Sourdough Starter VS. Levain
Sourdough Starter
AKA the mother –This is your base mixture of flour and water that you keep alive with regular feedings.
Levain
French word for leaven. Literal meaning? Sourdough starter.
So what’s the difference?
A levain is an offshoot or clone of your mother sourdough starter.
You take some of the mother sourdough starter, put it in a new jar, feed it, let it come to peak and then use it to make a sourdough bread recipe.
All of the levain is used up in a sourdough recipe –so none of the levain is meant to be fed and carried on the way a mother starter does.
The only time you would feed a levain to carry it on is if your mother starter died and now you need to build a new mother starter.
Don’t let these confuse you
You might also see the term “levain bread” or “pain au levain,”
These are just other names for sourdough bread.
What is the point of making a levain?
I personally do not use levains because I just use my mother starter whenever I need to bake sourdough (more on this later).
I really only use levains when the sourdough recipe requires me to.
So when would a levain be necessary?
When the sourdough recipe requires a completely different sourdough starter than your mother starter
Like this…
- When you’re making a sourdough recipe that calls for a stiff sweet starter, for example:
- Sourdough brioche
- Sourdough croissants
- Any sourdough bread you don’t want to be sour
- When you are making a sourdough recipe that’s 100% this type of flour, for example:
- 100% whole wheat sourdough
- 100% rye sourdough
- 100% einkorn sourdough
- Etc.
In these scenarios, to make these recipes truly 100% that recipe, you would make a levain that matches the flour of that sourdough recipe (if your sourdough starter wasn’t made with that flour already)

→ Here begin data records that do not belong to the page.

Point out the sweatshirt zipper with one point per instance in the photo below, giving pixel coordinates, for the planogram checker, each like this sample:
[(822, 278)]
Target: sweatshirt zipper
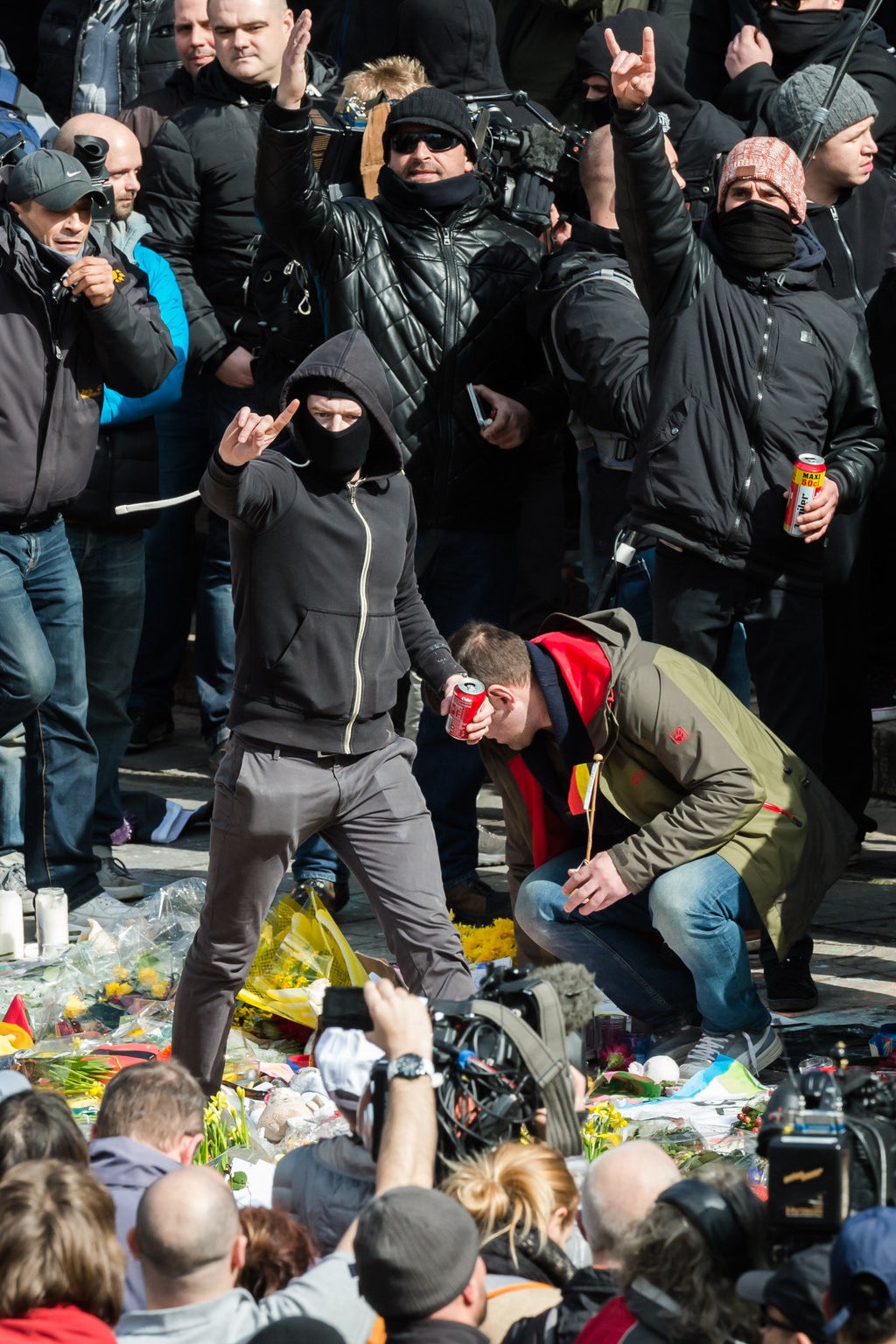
[(751, 463), (361, 624), (850, 260)]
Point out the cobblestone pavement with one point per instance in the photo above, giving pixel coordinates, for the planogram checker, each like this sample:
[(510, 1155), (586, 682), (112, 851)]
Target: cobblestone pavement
[(855, 928)]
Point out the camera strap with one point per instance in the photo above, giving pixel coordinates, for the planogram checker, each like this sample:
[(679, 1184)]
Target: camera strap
[(546, 1057)]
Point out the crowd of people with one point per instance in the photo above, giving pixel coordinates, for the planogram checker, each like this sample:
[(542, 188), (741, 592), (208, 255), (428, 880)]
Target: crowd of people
[(125, 1238), (321, 339)]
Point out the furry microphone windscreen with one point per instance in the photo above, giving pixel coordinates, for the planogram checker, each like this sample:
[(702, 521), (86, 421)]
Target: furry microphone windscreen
[(574, 987)]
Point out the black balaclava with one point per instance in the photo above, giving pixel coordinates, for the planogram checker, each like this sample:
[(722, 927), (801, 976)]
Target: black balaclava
[(669, 93), (794, 37), (757, 237), (338, 454)]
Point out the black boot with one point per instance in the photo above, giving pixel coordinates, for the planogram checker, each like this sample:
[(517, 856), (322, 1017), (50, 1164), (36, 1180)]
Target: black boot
[(788, 984)]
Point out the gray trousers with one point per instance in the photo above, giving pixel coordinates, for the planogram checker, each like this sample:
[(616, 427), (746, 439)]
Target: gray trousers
[(371, 810)]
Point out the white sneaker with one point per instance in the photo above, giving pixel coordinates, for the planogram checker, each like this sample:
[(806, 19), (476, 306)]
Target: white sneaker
[(12, 878), (115, 878), (103, 909), (492, 848), (752, 1050)]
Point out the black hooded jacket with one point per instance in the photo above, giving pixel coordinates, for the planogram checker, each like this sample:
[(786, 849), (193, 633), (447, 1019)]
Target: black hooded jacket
[(198, 197), (700, 133), (750, 95), (326, 609), (442, 298), (746, 374)]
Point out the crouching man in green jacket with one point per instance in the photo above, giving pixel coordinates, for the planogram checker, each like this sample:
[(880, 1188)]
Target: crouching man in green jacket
[(703, 824)]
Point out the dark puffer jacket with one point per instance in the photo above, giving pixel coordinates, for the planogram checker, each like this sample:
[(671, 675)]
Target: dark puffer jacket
[(746, 374), (147, 52), (57, 354), (198, 197), (442, 300), (326, 602)]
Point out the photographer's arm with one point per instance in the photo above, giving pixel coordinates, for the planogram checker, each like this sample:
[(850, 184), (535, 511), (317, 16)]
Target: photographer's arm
[(407, 1152), (290, 202)]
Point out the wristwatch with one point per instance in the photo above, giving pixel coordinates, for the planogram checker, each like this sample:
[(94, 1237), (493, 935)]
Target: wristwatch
[(413, 1066)]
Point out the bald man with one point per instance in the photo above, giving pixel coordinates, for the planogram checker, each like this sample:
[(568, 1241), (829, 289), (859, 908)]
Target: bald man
[(620, 1190), (109, 550), (191, 1246)]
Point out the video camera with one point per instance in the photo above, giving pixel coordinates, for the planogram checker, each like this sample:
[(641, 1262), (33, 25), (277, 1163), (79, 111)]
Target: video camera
[(830, 1144), (499, 1060), (524, 167)]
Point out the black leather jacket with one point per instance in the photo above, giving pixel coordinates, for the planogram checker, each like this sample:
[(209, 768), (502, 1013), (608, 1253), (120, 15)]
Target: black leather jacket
[(442, 300), (746, 374)]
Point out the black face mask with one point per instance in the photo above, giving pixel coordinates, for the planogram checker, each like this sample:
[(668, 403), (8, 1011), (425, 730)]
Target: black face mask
[(757, 237), (795, 35), (336, 454)]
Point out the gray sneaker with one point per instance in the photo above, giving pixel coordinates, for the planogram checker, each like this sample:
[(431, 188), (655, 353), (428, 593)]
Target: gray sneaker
[(115, 878), (754, 1050), (12, 878)]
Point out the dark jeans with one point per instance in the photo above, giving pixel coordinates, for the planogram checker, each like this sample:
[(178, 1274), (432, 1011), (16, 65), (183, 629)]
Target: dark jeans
[(461, 576), (43, 684), (696, 605), (187, 437), (110, 566)]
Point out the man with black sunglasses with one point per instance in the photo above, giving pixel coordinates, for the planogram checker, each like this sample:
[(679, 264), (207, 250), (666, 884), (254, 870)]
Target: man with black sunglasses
[(436, 278), (795, 34)]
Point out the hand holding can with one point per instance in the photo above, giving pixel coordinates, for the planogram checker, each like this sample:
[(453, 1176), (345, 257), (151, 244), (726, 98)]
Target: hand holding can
[(468, 697)]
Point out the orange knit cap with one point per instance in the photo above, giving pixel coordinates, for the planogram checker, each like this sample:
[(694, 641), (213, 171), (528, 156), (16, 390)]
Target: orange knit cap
[(766, 159)]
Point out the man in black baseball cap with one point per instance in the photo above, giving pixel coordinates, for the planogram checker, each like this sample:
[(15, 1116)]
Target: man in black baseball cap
[(792, 1298), (52, 197), (77, 318)]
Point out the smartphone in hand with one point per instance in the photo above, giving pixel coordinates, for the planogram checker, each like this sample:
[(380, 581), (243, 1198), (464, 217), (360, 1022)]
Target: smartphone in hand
[(482, 416)]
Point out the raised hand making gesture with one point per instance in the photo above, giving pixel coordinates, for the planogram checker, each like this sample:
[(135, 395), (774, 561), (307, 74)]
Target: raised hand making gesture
[(248, 434), (632, 75), (293, 77)]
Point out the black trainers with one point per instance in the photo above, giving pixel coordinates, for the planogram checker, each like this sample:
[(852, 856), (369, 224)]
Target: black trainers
[(788, 984), (473, 900), (332, 895), (150, 730)]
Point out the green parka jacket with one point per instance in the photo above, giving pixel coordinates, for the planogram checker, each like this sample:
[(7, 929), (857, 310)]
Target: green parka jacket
[(690, 766)]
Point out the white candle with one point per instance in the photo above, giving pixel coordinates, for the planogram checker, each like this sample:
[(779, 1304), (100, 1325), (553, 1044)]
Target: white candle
[(12, 927), (52, 914)]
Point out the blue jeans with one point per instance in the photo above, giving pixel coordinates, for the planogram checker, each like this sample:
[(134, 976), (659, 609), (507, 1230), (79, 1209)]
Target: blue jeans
[(110, 566), (12, 789), (43, 684), (673, 950), (187, 437), (461, 576)]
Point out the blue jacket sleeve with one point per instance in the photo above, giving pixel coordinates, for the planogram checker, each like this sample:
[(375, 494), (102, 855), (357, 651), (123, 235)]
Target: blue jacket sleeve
[(164, 290)]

When your sourdough discard IS your mother sourdough starter
For example…
- You keep your mother sourdough starter in hibernating in the fridge,
- To make a levain, take a little of your cold mother sourdough starter, feed it (as per the sourdough recipe you are making) and use when it comes to peak
- You keep your sourdough discard in the fridge
- To make the levain, take a little of your sourdough discard, feed it (as per the sourdough recipe you are making) and use when it comes to peak
Important
In these scenarios, you will often see sourdough bakers recommending to feed at least 2x before using, especially if the sourdough discard has been sitting in the fridge, unfed for a very long time.
Why?
Because
- Depending on when the starter was last fed, the sourdough starter/discard may be too weak to leaven anything, or
- The starter/discard may be too acidic –especially if the starter/discard you used had hooch on top –in this case, you’re going to want to discard heavily and feed at least at a 1:5:5 to restore the starter into a more palatable flavor profile
Other people may argue that you would use a levain to:
Scale up your sourdough starter
Like in this scenario:
Let’s say you only maintain a small amount of sourdough starter in a small jar. And the sourdough recipe you want to make requires more starter than you have in that small jar. You can use a levain to scale up the starter specifically for that recipe.
Sure…but you can also use your mother starter to do this, and actually, it’s way easier to use your mother starter to scale up starter to use in recipes.
This is what I do, and prefer to do.
This way, you
- eliminate the levain step (and the extra feedings that comes with it and extra dishwashing) and
- you are refreshing your mother sourdough starter every time you need to bake
How to use the mother sourdough starter instead of Levains
Now remember when I said I personally do not use levains because I just use my mother starter whenever I need to bake sourdough?
Here’s how I do that
No Discard method
(Using the mother starter, instead of making levains)
I like this method because it’s less dishes to wash.
Let’s say your recipe calls for 100g of starter.
And let’s say that you maintain a small mother starter, around 50g total.
Simply feed your starter at a 1 : 1 : 1 ratio.
That looks like this:
starter | flour | water | total | |
Feeding Ratio | 1 | 1 | 1 | |
Feeding 1 | 50g | 50g | 50g | 150g |
You take your original starter (50g), and add 50g of flour and 50g of water. Equal parts starter, flour, and water. 1 : 1 : 1
After this, you should have 150g of new starter in your jar.
When you starters comes to peak, take 100g of the starter and use that for your recipe.
What you have left in your jar is now 50g of starter, what you started out with.